After a somewhat sergeant-majorly introduction in which Martin tells us how hard this is all going to be, he heads off into his theme.
Martin doesn’t like comments, he doesn’t like switch statements, he doesn’t like flag arguments, he doesn’t like multiple arguments to functions, he doesn’t like long functions, he doesn’t like long classes, he doesn’t like Hungarian* notation, he doesn’t like output arguments…
This list of dislikes generally isn’t unreasonable; for example comments in code are in some ways an anachronism from when we didn’t use source control and were perhaps limited in the length of our function names. The compiler doesn’t care about the comments and does nothing to police them so comments can be actively misleading (Guilty, m’lud).

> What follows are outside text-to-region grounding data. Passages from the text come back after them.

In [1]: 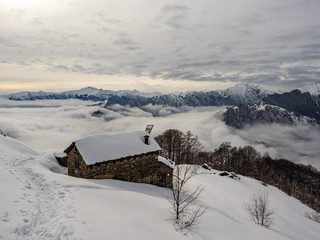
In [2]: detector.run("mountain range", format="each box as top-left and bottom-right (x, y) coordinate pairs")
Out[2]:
(223, 82), (320, 128)
(1, 87), (161, 101)
(1, 82), (275, 106)
(2, 82), (320, 128)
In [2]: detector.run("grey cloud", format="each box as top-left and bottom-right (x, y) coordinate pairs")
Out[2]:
(286, 66), (320, 76)
(271, 78), (318, 90)
(158, 70), (221, 82)
(148, 45), (316, 87)
(63, 33), (80, 40)
(87, 63), (117, 75)
(238, 14), (266, 26)
(17, 61), (31, 66)
(160, 4), (189, 29)
(177, 60), (220, 69)
(298, 43), (320, 50)
(98, 27), (112, 33)
(112, 32), (139, 51)
(100, 17), (121, 24)
(96, 12), (121, 23)
(269, 0), (314, 13)
(124, 46), (140, 51)
(165, 15), (187, 29)
(54, 65), (69, 71)
(72, 64), (86, 72)
(242, 75), (281, 86)
(1, 0), (320, 92)
(239, 29), (252, 35)
(161, 5), (189, 12)
(49, 62), (119, 76)
(113, 38), (135, 46)
(276, 26), (320, 43)
(220, 46), (233, 53)
(30, 18), (45, 26)
(298, 54), (320, 61)
(0, 37), (23, 49)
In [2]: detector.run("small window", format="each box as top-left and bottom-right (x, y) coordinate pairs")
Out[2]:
(159, 174), (165, 182)
(74, 153), (79, 169)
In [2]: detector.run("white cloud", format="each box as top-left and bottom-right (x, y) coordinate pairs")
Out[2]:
(0, 100), (319, 169)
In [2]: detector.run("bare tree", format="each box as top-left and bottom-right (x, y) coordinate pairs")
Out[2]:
(155, 129), (184, 163)
(155, 129), (203, 165)
(182, 131), (203, 164)
(243, 191), (275, 228)
(166, 165), (206, 232)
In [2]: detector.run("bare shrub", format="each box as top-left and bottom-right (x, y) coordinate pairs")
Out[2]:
(305, 211), (320, 223)
(166, 165), (207, 232)
(243, 191), (275, 228)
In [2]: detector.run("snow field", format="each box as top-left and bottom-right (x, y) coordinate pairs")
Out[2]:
(1, 135), (320, 240)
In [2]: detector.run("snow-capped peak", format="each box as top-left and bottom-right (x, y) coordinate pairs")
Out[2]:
(225, 82), (272, 96)
(65, 86), (103, 95)
(298, 81), (320, 96)
(222, 82), (275, 104)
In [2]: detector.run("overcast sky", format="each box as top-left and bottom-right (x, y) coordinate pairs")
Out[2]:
(1, 0), (320, 93)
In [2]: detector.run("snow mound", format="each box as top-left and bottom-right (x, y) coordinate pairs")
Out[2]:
(0, 135), (38, 156)
(75, 130), (161, 165)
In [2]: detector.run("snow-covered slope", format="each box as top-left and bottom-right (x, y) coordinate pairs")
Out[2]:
(0, 135), (319, 240)
(223, 100), (318, 128)
(0, 135), (38, 156)
(223, 82), (320, 128)
(224, 82), (276, 104)
(298, 81), (320, 96)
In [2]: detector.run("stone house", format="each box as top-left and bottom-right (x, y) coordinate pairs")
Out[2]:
(56, 130), (173, 188)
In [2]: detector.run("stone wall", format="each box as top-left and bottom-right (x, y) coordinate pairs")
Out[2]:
(67, 146), (172, 188)
(56, 156), (68, 167)
(67, 145), (88, 179)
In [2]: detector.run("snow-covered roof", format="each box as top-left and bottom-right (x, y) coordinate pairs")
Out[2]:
(158, 156), (175, 169)
(74, 130), (161, 165)
(55, 152), (67, 158)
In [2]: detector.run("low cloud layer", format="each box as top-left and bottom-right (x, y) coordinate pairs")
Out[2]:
(0, 100), (319, 169)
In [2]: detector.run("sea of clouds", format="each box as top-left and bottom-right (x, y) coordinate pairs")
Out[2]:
(0, 99), (319, 169)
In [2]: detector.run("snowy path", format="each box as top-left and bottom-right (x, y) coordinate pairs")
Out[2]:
(0, 151), (74, 239)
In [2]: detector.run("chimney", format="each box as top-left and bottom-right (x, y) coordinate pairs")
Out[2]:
(144, 135), (150, 145)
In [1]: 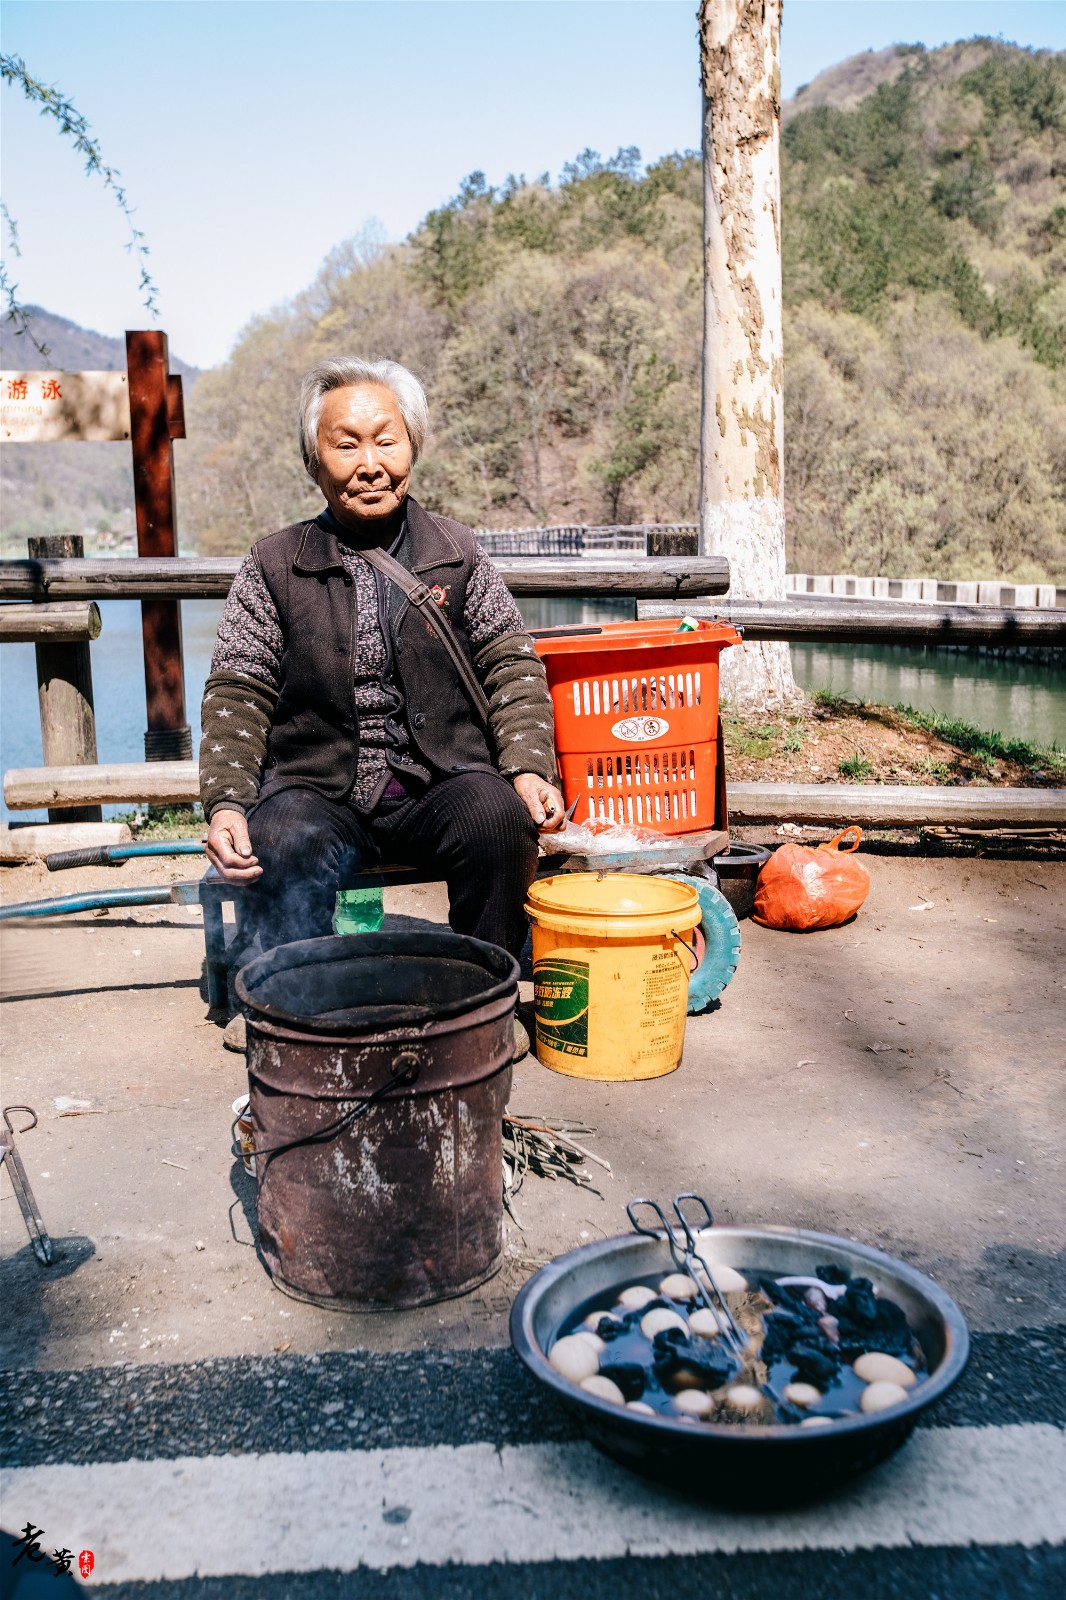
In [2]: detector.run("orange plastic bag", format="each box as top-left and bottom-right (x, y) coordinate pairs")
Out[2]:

Martin prefers the use of descriptive function and variable names with a clear hierarchical structure to the use of comments.
The Agile origins of the book are seen with the strong emphasis on testing, and Test Driven Development. As a new convert to testing I learnt a couple of things here: clearly written tests being as important as clearly written code, the importance of test coverage (how much of you code is exercised by tests).

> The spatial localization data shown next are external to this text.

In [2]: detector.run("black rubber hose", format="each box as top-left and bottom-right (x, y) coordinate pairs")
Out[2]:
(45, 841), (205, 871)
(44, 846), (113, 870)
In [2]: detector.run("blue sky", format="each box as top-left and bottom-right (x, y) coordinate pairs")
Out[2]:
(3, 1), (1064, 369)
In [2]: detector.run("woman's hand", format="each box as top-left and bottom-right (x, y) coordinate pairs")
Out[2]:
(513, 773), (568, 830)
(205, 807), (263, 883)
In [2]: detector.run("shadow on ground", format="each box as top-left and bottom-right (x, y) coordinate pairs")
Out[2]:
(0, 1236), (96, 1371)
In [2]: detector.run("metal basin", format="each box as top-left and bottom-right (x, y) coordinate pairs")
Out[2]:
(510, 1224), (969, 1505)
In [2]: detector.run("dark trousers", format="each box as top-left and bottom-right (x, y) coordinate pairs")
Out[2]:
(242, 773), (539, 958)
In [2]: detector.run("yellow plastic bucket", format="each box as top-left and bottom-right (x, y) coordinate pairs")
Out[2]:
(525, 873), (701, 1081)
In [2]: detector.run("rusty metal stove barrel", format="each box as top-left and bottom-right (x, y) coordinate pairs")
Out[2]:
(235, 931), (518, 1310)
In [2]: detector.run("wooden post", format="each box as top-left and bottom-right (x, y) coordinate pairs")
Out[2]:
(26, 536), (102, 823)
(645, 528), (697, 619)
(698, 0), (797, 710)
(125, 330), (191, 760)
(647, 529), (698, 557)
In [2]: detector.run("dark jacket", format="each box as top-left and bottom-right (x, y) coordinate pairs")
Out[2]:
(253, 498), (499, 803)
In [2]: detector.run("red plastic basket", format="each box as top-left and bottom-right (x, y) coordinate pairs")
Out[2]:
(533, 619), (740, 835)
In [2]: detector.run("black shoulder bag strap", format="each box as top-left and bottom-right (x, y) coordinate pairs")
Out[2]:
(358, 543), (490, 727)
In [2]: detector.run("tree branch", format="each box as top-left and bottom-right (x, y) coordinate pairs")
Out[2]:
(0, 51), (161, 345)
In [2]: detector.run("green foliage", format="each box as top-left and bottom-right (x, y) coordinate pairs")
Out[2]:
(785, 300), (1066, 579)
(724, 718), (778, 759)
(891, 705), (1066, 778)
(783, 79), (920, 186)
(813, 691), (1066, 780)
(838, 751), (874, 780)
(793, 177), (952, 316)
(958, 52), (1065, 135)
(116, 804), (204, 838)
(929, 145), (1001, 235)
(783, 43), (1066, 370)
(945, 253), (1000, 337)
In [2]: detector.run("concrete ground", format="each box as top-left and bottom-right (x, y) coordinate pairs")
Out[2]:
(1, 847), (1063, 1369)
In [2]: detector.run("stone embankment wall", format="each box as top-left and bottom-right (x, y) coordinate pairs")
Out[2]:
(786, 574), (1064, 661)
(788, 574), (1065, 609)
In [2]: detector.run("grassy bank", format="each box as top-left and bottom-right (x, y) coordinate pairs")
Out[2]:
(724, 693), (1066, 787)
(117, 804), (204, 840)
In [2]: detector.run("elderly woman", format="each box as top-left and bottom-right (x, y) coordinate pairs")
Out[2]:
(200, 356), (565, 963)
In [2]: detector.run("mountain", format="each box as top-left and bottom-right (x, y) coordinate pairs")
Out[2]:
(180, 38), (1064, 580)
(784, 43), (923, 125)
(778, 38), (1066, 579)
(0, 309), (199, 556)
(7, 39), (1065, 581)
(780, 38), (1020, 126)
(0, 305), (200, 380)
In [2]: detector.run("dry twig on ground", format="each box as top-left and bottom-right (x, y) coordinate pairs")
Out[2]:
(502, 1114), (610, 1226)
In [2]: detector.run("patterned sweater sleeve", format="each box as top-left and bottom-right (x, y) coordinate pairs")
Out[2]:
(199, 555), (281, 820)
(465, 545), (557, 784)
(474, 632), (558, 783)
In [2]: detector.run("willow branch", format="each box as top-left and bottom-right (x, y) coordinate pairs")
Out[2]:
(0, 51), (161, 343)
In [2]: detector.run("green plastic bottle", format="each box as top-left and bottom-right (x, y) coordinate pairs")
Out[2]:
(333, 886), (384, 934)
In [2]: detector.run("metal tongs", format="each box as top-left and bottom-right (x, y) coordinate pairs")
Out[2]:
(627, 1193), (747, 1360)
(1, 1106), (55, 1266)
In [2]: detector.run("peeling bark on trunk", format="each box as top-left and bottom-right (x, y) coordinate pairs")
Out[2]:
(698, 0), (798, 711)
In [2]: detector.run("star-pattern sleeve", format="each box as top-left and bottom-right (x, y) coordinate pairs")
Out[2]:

I liked the idea of structuring functions in a code file hierarchically and trying to ensure that each function operates at a single layer of abstraction, I’m fairly sold on the idea that a function should do one thing, and one thing only. Although to my mind the difficulty is in the definition of “thing”.
It seems odd to use Java as the central, indeed only, programming language in this book. I find it endlessly cluttered by keywords used in the specification of functions and variables, so that any clarity in the structure and naming that the programmer introduces is hidden in the fog. The book also goes into excruciating detail on specific aspects of Java in a couple of chapters. As a testament to the force of the PEP8 coding standard, used for Python, I now find Java’s prevailing use of CamelCase visually disturbing!
There are a number of lengthy examples in the book, demonstrating code before and after cleaning with a detailed description of the rationale for each small change. I must admit I felt a little sleight of hand was involved here, Martin takes chunks of what he considers messy code typically involving longish functions and breaks them down into smaller functions, we are then typically presented with the highest level function with its neat list of function calls. The tripling of the size of the code in function declaration boilerplate is then elided.
The book finishes with a chapter on “[Code] Smells and Heuristics” which summarises the various “code smells” (as introduced by Martin Fowler in his book Refactoring: Improving the Design of Existing Code) and other indicators that your code needs a cleaning. This is the handy quick reference to the lessons to be learned from the book.
Despite some qualms about the style, and the fanaticism of it all I did find this an enjoyable read and felt I’d learnt something. Fundamentally I like the idea of craftsmanship in coding, and it fits with code sharing.
*Hungarian notation is the habit of appending letter or letters to variables to indicate their type.